The Hidden Garden Steps, stretching from Kirkham Street to Lawton Street on 16th Avenue, were designed by the same artists who were responsible for the tiled Moraga Steps: Aileen Barr and Colette Crutcher. Installation of the tiled steps happened in late 2013 and the opening ceremony was in December 2013. Since then, two plaques and a painted bench have been added at the base of the stairs.
Barr and Crutcher’s mosaic design consists of large-scale elements that encompass multiple stair steps. The project’s largest element — a salamander — extends up 26 steps and exploits the curved structure of the staircase. Many tiles include messages and text chosen by project donors.
Hidden Garden Steps Background
The idea for the Hidden Garden Steps came from the neighborhood’s desire to stop the graffiti, tagging, and littering on the 16th Avenue staircase. Inspired by the Moraga Steps, the community wanted to reestablish the stairs as a safe place to use and enjoy by turning it into a public art space.
The Hidden Garden Steps project has achieved success:
- The graffiti, tagging, and littering have been almost eliminated.
- The community has come together in new ways, by enjoying climbing the steps, reading the texts, and volunteering on clean-up days.
- The dense shrubbery and overhanging trees were trimmed back, opening up the space to more light and creating a greater sense of safety. As a result, the use of the stairs has increased substantially.
The Hidden Garden Steps is our favorite San Francisco staircase!
When we visited the Hidden Garden Steps, a very nice older gentleman who lives in the neighborhood was sweeping the steps. We stopped to chat with him a bit and learned more about the community project and the other tiled staircases. In our neighborhood, we have neighbors who don’t seem to care that their lawns are dead and brown, so it was really inspiring to see someone taking care of not only their own property but the community steps to keep them looking beautiful.
Know Before You Go
- The Hidden Garden Steps are located at 1520 16th Avenue, San Francisco, California 94122 in the Golden Gate Heights neighborhood of San Francisco’s Inner Sunset District.
- The mosaic tiled staircase runs on 16th Avenue from Kirkham Street to Lawton Street. Use the address 1201 Kirkham Street to find the base of the tiled steps.
- The Hidden Garden Steps is made up of nine flights of stairs and 148 total steps.
- The staircase is a project of the San Francisco Parks Alliance and the Department of Public Works’ “Street Parks” initiative.
- Signs are posted warning visitors of car break-ins. Do not leave anythig of value in your vehicle visible or not.

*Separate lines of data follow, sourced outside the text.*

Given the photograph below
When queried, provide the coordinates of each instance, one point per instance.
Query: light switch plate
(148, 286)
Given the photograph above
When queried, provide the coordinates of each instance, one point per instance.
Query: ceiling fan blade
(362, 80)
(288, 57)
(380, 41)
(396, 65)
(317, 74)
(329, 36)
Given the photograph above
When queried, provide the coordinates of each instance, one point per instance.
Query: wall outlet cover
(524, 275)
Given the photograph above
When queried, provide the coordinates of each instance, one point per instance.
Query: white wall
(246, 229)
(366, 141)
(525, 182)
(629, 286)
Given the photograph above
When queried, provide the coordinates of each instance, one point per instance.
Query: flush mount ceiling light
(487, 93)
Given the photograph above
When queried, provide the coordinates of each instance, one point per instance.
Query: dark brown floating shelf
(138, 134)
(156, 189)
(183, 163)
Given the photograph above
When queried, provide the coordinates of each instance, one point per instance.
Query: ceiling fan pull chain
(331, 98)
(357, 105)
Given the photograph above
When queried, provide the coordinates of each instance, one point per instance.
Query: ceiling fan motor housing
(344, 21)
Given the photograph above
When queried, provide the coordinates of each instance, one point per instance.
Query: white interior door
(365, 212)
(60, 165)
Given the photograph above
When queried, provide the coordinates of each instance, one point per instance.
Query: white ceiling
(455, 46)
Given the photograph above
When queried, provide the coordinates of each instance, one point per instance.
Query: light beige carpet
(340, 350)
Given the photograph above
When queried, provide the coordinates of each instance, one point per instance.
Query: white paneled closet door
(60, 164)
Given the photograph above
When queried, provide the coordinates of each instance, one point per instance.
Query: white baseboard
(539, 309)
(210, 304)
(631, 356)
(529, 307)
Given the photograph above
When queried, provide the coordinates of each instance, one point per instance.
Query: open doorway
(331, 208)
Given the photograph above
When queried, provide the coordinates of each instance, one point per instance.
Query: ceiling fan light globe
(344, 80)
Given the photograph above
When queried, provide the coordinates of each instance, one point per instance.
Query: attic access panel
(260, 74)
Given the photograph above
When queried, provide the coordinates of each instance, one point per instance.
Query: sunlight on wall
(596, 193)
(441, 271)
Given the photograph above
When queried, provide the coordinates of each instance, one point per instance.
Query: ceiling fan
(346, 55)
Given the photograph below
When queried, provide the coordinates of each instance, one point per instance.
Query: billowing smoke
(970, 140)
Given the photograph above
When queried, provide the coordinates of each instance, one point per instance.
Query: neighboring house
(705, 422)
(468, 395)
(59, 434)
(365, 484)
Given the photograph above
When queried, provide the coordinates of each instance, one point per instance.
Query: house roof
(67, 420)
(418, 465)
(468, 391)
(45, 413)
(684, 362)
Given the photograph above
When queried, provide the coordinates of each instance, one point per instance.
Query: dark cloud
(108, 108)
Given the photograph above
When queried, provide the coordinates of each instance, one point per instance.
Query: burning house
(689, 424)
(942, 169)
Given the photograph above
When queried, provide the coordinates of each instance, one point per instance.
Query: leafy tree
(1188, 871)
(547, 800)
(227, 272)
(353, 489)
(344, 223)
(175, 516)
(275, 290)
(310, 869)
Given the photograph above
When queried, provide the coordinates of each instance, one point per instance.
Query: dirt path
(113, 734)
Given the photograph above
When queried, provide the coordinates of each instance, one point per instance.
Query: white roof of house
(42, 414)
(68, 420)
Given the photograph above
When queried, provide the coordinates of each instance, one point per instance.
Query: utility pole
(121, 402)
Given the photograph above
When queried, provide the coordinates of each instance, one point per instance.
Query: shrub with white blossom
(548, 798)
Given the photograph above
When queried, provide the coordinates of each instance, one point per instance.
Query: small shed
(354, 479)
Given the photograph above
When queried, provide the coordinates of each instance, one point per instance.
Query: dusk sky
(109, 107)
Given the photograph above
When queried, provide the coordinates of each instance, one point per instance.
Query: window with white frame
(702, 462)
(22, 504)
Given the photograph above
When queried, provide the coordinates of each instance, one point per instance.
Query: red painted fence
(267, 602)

- Installation of the Hidden Garden Steps happened in late 2013 and the opening ceremony was in December 2013. Two plaques and a bench have since been added at the base of the stairs.
- The neighborhood pays for and maintains the plants and garden surrounding the staircase. Leave them for everyone to enjoy and keep your dogs on a leash and out of the plants.
- The steps are in a quiet residential neighborhood, so be respectful. Don’t block any driveways, don’t stand in the middle of the street and block traffic, don’t be too loud and bother the neighbors, and don’t leave any trash.